We conceptualize risk as a continuum
Which is worse for the service: a constant low rate of failures, or an occasional full-site outage? Both types of failure may result in the same absolute number of errors, but may have vastly different impacts on the business.
How hardened do we make the software to unexpected events? Too little, and we have a brittle, unusable product. Too much, and we have a product no one wants to use (but that runs very stably).
Again, not enough testing and you have embarrassing outages, privacy data leaks, or a number of other press-worthy events. Too much testing, and you might lose your market.
Every push is risky.

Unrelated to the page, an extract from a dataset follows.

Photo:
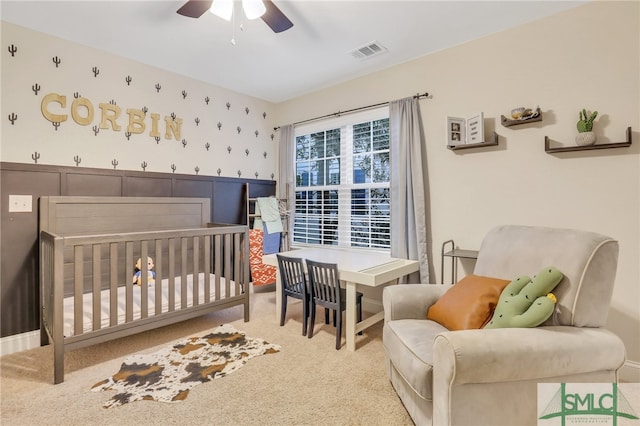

How much should we work on reducing that risk, versus doing other work? Canary duration and size
It’s a best practice to test a new release on some small subset of a typical workload, a practice often called canarying. How long do we wait, and how big is the canary?
Usually, preexisting teams have worked out some kind of informal balance between them as to where the risk/effort boundary lies. Unfortunately, one can rarely prove that this balance is optimal, rather than just a function of the negotiating skills of the engineers involved. Nor should such decisions be driven by politics, fear, or hope
The error budget provides a clear, objective metric that determines how unreliable the service is allowed to be within a single quarter. This metric removes the politics from negotiations between the SREs and the product developers when deciding how much risk to allow.
What happens if a network outage or datacenter failure reduces the measured SLO? Such events also eat into the error budget. As a result, the number of new pushes may be reduced for the remainder of the quarter. The entire team supports this reduction because everyone shares the responsibility for uptime.